Standardization must occur at every candidate data element, including name. Look at our names - Greg Mancuso and Al Moreno. Every day we receive letters addressed to Greg Mancuso, Gregory Mancuso, G Mancuso, Al Moreno, Albert Moreno and A Moreno. When one compares Greg Mancuso and Gregory Mancuso, will these two names be considered a match? More often than not, an automated routine will say "no," but a human being looking at the same names will likely say, "Maybe, but I need more information." The key point here is that business rules must be set that will guide the householding routines on what is a match and what is not.
The same holds true for address fields. In many ways, addresses are more difficult to standardize. The hardest part about standardizing addresses is to ensure the elements are uniquely identifiable. That is, the address is not stored in a 100-byte freeform text field in the database. Once the address elements - there is an attribute for house number, for street name, for city, state and ZIP - are stored in discrete fields, there are a variety of ways to ensure the addresses are standardized.

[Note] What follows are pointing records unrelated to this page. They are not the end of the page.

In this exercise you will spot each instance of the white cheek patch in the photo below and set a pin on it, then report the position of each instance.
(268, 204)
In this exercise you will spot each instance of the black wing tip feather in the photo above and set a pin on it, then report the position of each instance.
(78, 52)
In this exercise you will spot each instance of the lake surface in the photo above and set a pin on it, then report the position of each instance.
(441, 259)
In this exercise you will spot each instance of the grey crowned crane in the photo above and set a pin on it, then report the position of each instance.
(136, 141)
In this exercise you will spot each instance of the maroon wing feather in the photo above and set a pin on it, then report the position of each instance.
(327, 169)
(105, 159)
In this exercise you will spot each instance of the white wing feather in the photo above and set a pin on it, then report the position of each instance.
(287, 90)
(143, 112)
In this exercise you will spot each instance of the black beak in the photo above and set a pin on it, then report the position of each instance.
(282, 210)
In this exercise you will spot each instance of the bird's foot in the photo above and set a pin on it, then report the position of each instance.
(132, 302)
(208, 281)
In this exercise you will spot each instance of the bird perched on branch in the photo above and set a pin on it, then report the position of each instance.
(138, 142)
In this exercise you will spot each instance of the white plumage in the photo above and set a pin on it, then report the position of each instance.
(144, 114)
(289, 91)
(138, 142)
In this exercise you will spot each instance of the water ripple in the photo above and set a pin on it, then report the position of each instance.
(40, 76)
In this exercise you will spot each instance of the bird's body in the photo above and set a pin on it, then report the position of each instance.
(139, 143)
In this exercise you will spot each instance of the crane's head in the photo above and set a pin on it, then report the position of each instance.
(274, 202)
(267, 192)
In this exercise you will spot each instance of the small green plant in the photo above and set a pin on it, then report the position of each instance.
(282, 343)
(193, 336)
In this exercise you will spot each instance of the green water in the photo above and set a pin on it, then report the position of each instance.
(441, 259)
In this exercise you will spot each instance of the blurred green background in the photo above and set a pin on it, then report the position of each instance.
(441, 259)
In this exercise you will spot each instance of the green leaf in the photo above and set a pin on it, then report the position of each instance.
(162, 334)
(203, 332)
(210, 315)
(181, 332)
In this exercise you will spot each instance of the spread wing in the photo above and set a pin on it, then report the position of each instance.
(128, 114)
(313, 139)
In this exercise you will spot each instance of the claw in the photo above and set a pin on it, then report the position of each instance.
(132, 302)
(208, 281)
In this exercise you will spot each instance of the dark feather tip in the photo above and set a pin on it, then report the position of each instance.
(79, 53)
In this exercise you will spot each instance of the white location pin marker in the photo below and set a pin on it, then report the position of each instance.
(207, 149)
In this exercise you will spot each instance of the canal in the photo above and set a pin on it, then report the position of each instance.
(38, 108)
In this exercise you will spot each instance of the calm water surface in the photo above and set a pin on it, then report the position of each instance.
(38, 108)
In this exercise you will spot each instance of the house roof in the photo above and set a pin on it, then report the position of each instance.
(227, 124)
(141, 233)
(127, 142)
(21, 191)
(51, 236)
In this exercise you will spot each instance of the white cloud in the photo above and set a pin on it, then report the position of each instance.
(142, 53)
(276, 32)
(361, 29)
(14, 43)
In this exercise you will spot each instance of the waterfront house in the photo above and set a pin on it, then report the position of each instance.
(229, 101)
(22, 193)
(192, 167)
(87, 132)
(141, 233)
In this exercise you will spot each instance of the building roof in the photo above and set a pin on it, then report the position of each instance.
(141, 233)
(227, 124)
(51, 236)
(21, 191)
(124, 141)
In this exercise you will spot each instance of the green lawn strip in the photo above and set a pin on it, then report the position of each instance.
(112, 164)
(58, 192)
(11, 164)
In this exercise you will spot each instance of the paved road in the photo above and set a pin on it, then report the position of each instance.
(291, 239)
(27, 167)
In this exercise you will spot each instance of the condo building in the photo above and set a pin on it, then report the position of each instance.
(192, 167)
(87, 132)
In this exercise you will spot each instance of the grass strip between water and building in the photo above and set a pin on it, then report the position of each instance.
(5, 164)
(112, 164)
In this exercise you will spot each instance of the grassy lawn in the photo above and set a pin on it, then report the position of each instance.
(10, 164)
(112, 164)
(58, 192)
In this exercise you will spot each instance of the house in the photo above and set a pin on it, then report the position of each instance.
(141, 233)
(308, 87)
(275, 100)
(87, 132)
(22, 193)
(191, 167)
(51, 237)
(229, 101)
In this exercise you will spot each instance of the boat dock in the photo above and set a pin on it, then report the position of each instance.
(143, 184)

Now, assuming all candidate elements are cleansed and standardized it becomes a much easier task to identify matching elements. Business rules may be put in place to guide the logic and determine how closely all elements must match for the records to be considered a match. For example, in a householding routine with a business rule of 100 percent match or there is no match, the following two records would not match: Greg Mancuso of 123 Main St., City, ST 12345-1234 and Gregory Mancuso of 123 Main St., City, ST 12345-1234. On the other hand, a business rule of last name and address must match or no match would identify the above records as a match and merge the detail information into the same person in the target data warehouse
From this simple example it becomes clear that householding is a difficult task that must be dealt with during the ETL process. It is also a necessary task. The cost savings to a marketing group alone will likely pay for the effort with the first couple of mail campaigns, especially given the cost of postage and preparation of mail pieces that are sent to prospects today. But, it is not just marketing that benefits - all groups within an organization stand to gain. Customer service is better able to get a complete 360-degree view of their customer base thus providing an improved CRM prospective; sales can better understand the true cost of sale and cost of acquisition (how many pieces, how many phone calls, etc.); and management can get a clear understand of the key financial costs related to the various groups when looking at cost of service, cost of sale, cost of product by prospect, cost of product by customer, etc.
While this column deals with some basic rules of householding, future columns will discuss some alternatives for performing householding and delve further into the issues surrounding householding activities.